Despite the hype surrounding synthetic biology in the wake of Synthia, until very recently there was little evidence to convince the public that the field would produce anything more than the promise of useful tools. However, April this year saw the announcement that pharmaceutical company Sanofi, along with non-profit biotech organisation PATH, had industrialised a genetically engineered yeast that may help to combat malaria.
Artemisinin is the major active ingredient in modern anti-malarial drugs. Until now, the chemical has been obtained from the sweet wormwood plant, Artemisia annua. However, due to fluctuations in the market and poor survival of the crops in bad years, sources of artemisinin are not always readily available, and prices vary with the market. With the aim of stabilising and bolstering the supply of artemisinin, scientist Jay Keasling set up a fledgling biotechnology company, Amyris, to attempt to engineer microrganisms to produce the chemical. In 2003, he succeeded in introducing a few of the genes involved into our old friend E.coli.
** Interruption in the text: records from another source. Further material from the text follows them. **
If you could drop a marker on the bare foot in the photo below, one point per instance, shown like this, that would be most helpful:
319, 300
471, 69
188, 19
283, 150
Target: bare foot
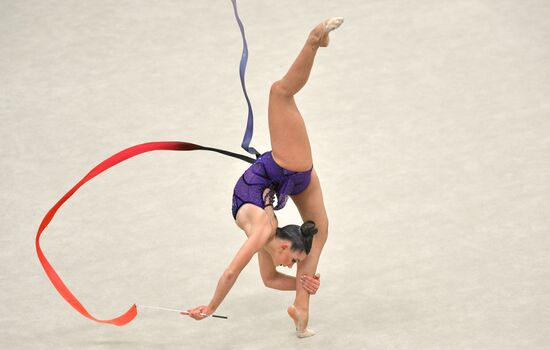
301, 330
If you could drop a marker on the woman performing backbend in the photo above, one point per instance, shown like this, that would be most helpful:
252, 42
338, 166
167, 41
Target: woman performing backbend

A further ten years work, including a partnership with Sanofi and a huge injection of cash from the Bill and Melinda Gates Foundation, resulted in the generation of a yeast strain that could produce the precursor to artemisinin, artemisinic acid. From there, the group developed simple chemical reactions by which the precursor, when extracted from the yeast cells, could be converted into artemisinin.
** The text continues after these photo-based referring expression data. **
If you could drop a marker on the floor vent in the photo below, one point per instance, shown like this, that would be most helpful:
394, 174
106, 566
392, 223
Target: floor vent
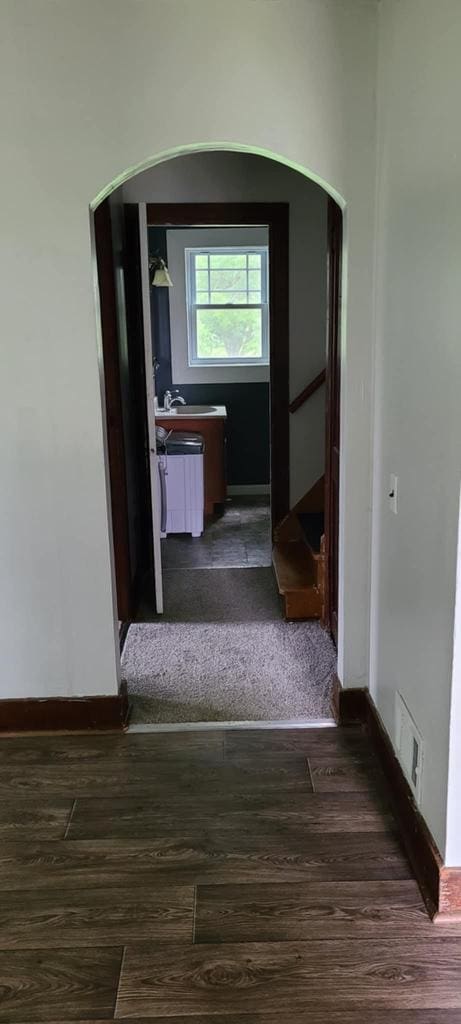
409, 747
It is hoped that the production of this semi-synthetic artemisinin (so called because half the process uses synthetic yeast, half chemical reactions) could be the backbone of a reliable worldwide supply, helping to prevent some of the 660 000 deaths that occur due to malaria each year (according to the Worldwide Health Organisation). Keasling has made his method for manufacture of the drug public, with the aim of encouraging other biotech companies to pursue production of anti-malarials. What’s more, Sanofi is committed to selling their supply of artemisinin not for profit, bolstering the supply gained from farmers rather than trying to monopolise the market. Are these guys angels or what?
Thanks to the enormous promise that synthetic biology brings, the field is now booming. Last week saw the 6th international meeting on synthetic biology, imaginatively titled SB6.0, at Imperial College in London, which was attended by over 700 scientists, an impressive number given the length of time this speciality has been around. What’s more, the government is firmly behind the field: they have named synthetic biology of one of their ‘great 8’ – a list of new technologies into which they plan to plough large investments, with the aim of reaping big financial rewards down the line. This week pompous twerp and science minister David Willetts took great pleasure in announcing that the government is giving £60 million investment to the field.
Will the bubble burst? As the publicity around the field grows, so do the murmers of unease from the tabloids and increasingly the general public. In the next installment of this two-part special, I’ll examine the future of the field, and ask whether it’s doomed to suffer the sort of public crucifixion that so badly affected the prospects of GM. Can it weather the oncoming storm? Riding on a wave of success stories, synthetic biology is so far coming up trumps. But can it last?